I have a data frame like:
df= pd.DataFrame({'A': [1,2,3,4,5], 'B': ['a b c', 'a cf', 'bdf','az c', 'ab f']})
List of lists to be matched:
lsts = [['a','c'], ['b', 'd']]
I need to get all the rows from df where column 'B' contains all the elements from any of the sub-lists. It should contain either both ('a' and 'b') or contain both ('b' and 'd'). So, the output should look like
What will be an optimal way to do this? Thanks.
CodePudding user response:
You can use .str.findall
to convert characters in column B to lists then loop the lsts
to use set.issubset
to check if lst
is subset of lists in column B. At last use np.logical_or
to reduce the boolean list.
import numpy as np
lsts = [['a','c'], ['b', 'd']]
bs = df['B'].str.findall(r'\w').apply(set)

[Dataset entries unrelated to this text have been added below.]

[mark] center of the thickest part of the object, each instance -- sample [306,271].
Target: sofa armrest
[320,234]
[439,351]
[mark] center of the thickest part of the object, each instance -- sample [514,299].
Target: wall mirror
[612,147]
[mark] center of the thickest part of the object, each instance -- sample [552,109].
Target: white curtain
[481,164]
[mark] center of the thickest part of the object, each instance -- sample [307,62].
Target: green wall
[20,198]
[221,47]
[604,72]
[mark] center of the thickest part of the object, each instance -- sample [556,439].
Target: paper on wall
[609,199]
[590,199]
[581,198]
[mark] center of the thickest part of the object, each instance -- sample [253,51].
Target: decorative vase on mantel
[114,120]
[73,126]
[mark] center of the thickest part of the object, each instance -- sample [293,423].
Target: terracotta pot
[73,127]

m = np.logical_or.reduce([bs.apply(set(lst).issubset) for lst in lsts])
print(df[m])
A B
0 1 a b c
1 2 a cf
2 3 bdf
3 4 az c
CodePudding user response:
You can use set operations:
lsts = [['a','c'], ['b', 'd']]
sets = [set(l) for l in lsts]
df[[any(S.issubset(x) for S in sets) for x in df['B']]]
Output:
A B
0 1 a b c
1 2 a cf
2 3 bdf
3 4 az c